Sierra Leone is bracing for more floods as the country is burying the casualties of a mudslide that killed hundreds of people in the capital, Freetown.
A mass burial for some of the more than 300 casualties is taking place on Thursday afternoon, Freetown Mayor Sam Gibson said in a broadcast on Radio Democracy. Further landslides are possible and the government may have to evacuate some areas, the United Nation's humanitarian aid coordination agency said in a statement on Thursday.
Heavy rains were reported on Tuesday and Wednesday, the European Commission's Emergency Management Service said in a statement on its website. More than 600 people remain missing and search operations are hampered by the continuous rain, the UN said.
"We want to give the victims a dignified burial," Gibson said on Thursday. Once the funeral is over "we have to start working again to prepare the minds of everybody to steer clear of dangerous locations and flood-prone areas. Everybody must be on the alert."

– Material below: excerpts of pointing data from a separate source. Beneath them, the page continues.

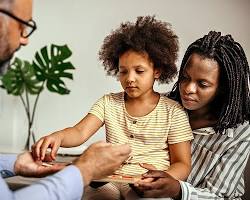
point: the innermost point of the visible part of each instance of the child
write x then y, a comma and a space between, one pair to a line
156, 127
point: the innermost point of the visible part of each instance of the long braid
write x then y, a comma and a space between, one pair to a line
233, 107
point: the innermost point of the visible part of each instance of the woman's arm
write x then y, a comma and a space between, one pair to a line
180, 160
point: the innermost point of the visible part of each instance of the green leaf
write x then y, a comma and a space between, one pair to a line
21, 77
51, 65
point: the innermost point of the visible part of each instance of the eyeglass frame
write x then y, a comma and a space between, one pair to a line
33, 26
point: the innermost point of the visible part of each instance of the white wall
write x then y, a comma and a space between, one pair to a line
83, 25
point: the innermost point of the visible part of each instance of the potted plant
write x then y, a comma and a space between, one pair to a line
25, 79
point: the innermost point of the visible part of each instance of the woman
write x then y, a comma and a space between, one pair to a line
213, 86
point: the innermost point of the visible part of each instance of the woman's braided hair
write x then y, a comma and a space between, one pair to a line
232, 104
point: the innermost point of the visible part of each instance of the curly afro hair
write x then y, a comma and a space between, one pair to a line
146, 35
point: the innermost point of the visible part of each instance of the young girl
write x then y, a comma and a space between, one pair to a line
156, 127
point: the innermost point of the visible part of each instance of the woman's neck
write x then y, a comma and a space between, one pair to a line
201, 119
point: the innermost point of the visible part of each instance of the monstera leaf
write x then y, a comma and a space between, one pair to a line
21, 77
51, 66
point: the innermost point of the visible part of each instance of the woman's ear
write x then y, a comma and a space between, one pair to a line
157, 73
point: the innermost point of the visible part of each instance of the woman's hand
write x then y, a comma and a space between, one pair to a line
52, 141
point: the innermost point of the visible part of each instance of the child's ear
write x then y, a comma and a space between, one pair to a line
157, 73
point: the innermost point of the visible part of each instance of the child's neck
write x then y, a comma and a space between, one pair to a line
139, 107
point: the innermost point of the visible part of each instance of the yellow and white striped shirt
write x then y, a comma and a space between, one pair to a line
149, 135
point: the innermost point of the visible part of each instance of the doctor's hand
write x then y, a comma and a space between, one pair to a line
25, 165
101, 159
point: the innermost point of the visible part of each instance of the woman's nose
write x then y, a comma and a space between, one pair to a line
24, 41
130, 77
190, 88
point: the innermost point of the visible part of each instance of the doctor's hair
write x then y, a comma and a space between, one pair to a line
146, 35
232, 104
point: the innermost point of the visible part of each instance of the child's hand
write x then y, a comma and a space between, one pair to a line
148, 167
52, 141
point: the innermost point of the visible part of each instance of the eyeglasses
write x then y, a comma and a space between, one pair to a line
30, 26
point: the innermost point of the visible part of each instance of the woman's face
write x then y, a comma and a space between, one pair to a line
200, 83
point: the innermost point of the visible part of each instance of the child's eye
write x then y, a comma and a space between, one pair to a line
203, 84
122, 72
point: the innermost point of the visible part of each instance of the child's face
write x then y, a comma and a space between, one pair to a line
200, 82
137, 73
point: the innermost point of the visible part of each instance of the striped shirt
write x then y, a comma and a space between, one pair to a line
218, 163
149, 135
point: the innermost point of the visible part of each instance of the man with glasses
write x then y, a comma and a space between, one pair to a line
99, 160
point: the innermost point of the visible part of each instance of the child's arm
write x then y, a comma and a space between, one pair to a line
68, 137
180, 159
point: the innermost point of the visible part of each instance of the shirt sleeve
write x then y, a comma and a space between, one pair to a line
7, 162
223, 181
180, 129
64, 185
98, 108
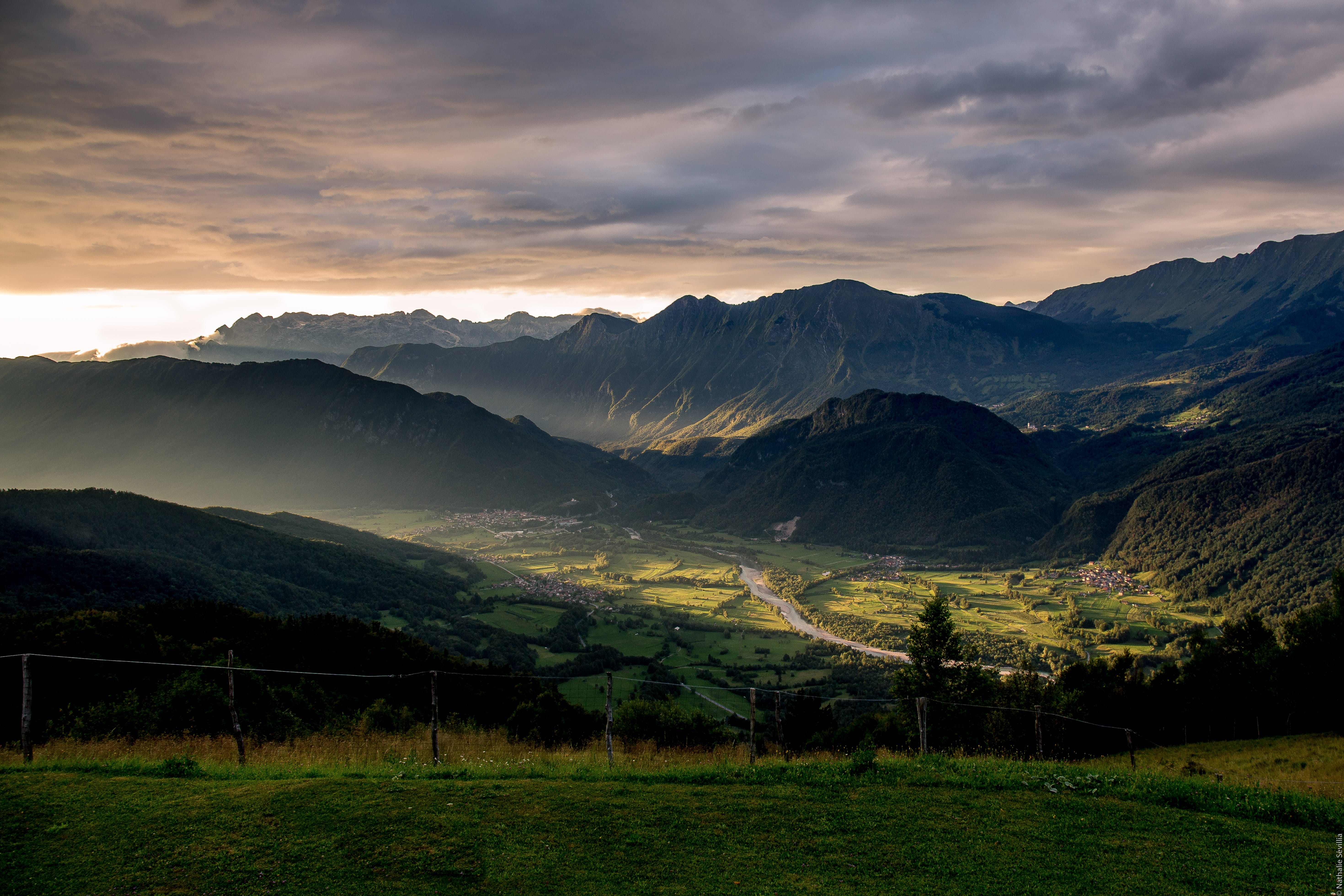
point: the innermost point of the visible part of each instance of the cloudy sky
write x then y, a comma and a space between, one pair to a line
203, 159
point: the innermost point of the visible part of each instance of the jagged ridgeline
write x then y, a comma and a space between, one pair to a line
705, 369
96, 549
882, 471
287, 435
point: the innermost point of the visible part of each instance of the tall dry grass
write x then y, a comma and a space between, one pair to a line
373, 753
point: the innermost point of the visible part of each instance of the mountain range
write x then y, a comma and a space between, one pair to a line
285, 435
702, 369
333, 338
1225, 488
889, 472
96, 549
1284, 293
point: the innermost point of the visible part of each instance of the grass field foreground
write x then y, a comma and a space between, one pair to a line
905, 827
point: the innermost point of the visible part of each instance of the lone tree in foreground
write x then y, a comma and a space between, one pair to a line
941, 669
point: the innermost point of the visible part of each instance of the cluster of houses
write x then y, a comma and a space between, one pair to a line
1107, 579
884, 569
556, 589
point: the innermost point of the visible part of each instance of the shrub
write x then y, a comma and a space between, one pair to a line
667, 725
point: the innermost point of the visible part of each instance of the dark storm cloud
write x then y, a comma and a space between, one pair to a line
647, 147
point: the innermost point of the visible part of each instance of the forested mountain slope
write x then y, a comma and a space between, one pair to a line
1240, 504
96, 549
705, 369
1284, 293
889, 472
293, 435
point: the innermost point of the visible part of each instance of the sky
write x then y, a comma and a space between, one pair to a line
167, 167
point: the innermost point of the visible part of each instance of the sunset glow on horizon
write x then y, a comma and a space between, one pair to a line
478, 160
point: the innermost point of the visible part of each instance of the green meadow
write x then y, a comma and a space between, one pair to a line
904, 824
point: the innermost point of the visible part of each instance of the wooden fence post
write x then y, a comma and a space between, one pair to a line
753, 726
233, 714
611, 757
1041, 747
923, 714
779, 726
26, 718
433, 719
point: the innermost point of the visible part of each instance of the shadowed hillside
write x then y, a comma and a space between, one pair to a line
1232, 491
97, 549
705, 369
884, 471
295, 435
1284, 293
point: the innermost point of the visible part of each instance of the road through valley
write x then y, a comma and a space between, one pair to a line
757, 585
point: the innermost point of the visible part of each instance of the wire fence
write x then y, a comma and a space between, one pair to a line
792, 694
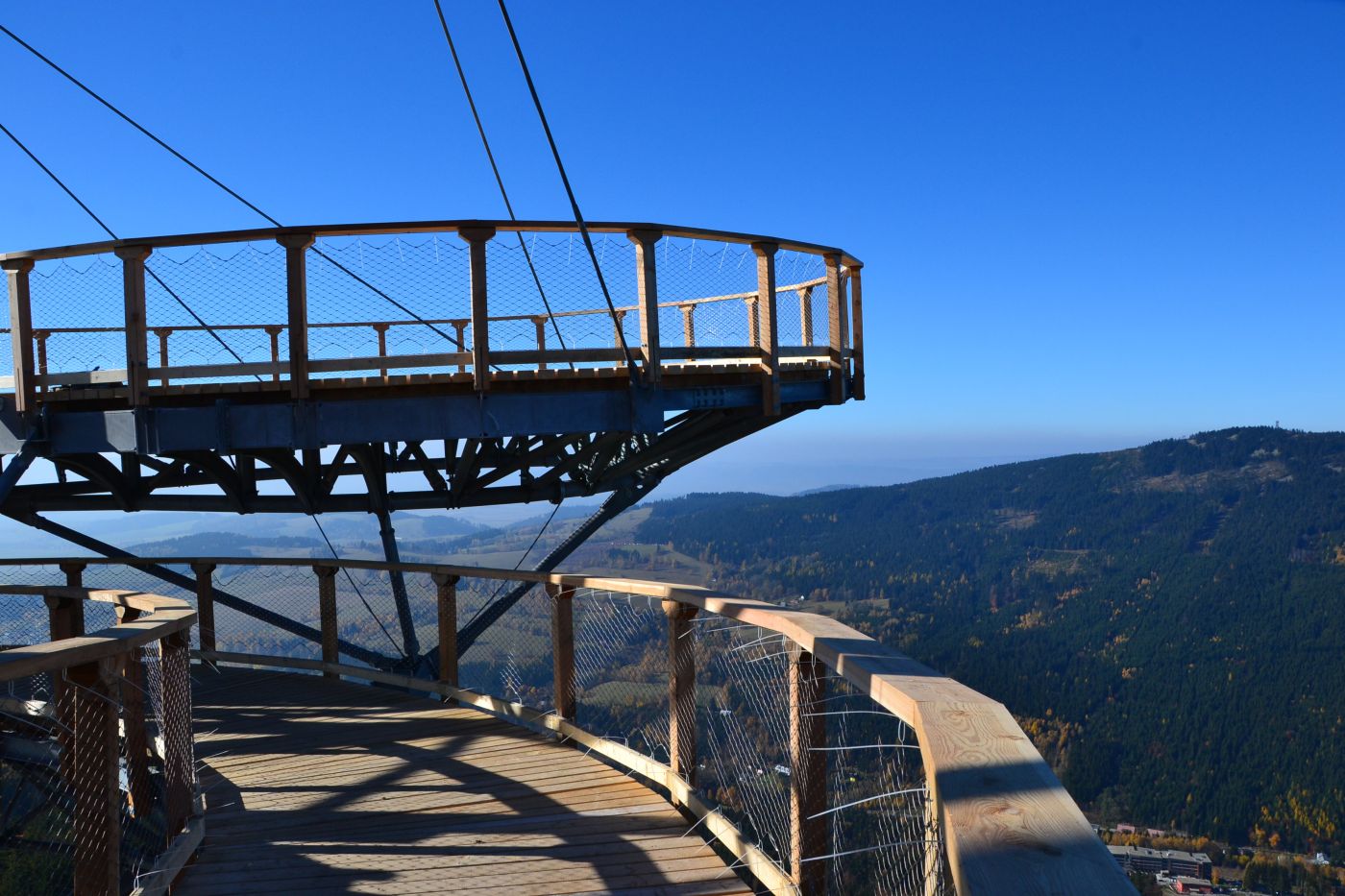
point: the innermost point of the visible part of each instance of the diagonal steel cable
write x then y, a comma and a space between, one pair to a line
500, 181
569, 191
101, 224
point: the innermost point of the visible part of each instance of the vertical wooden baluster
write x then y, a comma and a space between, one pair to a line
806, 315
163, 332
89, 764
618, 325
477, 240
857, 339
205, 604
20, 332
836, 326
327, 613
540, 323
134, 718
382, 348
137, 345
648, 288
273, 331
460, 328
809, 832
681, 689
447, 587
175, 727
769, 341
40, 336
562, 648
296, 305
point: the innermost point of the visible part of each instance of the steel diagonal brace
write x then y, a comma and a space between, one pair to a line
16, 469
187, 583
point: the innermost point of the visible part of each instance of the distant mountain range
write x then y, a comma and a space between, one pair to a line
1167, 621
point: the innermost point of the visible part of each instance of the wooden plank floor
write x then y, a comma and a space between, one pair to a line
316, 786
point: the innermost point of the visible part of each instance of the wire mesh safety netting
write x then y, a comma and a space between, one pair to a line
407, 298
77, 312
877, 833
87, 788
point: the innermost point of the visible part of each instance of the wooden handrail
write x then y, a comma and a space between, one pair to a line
100, 714
1005, 818
409, 228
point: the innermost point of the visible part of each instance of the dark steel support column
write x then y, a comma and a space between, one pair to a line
404, 607
222, 597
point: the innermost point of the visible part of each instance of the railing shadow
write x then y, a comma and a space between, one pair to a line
426, 764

Monday's mudslide happened after a mountainside collapsed in Regent in the southeast of Freetown following torrential rains. The disaster came less than two years after the end of an Ebola epidemic that killed more than 11,000 people in West Africa, with Sierra Leone one of the hardest-hit countries.
Deforestation and soil erosion probably contributed to the disaster, James Kamara, a spokesman for the Environment Protection Agency, said on Radio Democracy on Wednesday.
"The cutting of teak trees and bad environmental practices affected the soil," he said. "We need to protect the environment. We have been working but we are still at the initial stages of our operations."